Chroniques

par gilles charlassier

eeemerging : à la découvertes de quatre jeunes ensembles
Concerto di Margherita, Continuu-m, Il Quadro Animato et La Voce strumentale

Festival d'Ambronay
- 7 et 8 octobre 2017
la jeune et talentueuse violoniste islandaise Elfa Rún Kristinsdóttir
© tim mintiens

Plateforme désormais incontournable du répertoire baroque, jusqu'aux confins du préromantisme, le Festival d’Ambronay a, depuis plusieurs années et en partenariat avec sept autres institutions européennes investies dans la défense des musiques anciennes, initié le réseau eeemerging qui s'attache à soutenir les ensembles émergents au sein du Vieux Continent. Ce programme fait désormais entendre, en clôture d’édition, une sélection de sixjeunes formations. En parallèle à l'évaluation des professionnels, les mélomanes sont invités à élire leurs favoris.
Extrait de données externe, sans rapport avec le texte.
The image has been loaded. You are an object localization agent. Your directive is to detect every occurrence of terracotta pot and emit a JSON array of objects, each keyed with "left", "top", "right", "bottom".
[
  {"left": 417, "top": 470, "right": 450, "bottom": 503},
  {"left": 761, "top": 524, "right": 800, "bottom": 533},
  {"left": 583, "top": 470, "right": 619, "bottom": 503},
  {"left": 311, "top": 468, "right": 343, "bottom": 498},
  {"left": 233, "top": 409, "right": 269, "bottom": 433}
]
Des quatre consorts entendus samedi après-midi et dimanche matin se dégage une indéniable diversité. Dans un spicilège de musique instrumentale du settecento, de Johann Quantz (1697-1773) à Ernst Wolf (1735-1792) – duquel on retiendra l'Andante délicat du Quatuor en sol majeur Op.2 n°3 – en passant par Johann Gottlieb Janitsch (1708-1763) et Carl Joseph Toeschi (1731-1788), Il Quadro Animato s'attache à rehausser l'intérêt par un jeu investi et stylistiquement renseigné, à peine entaché par quelques menus réglages en début de concert.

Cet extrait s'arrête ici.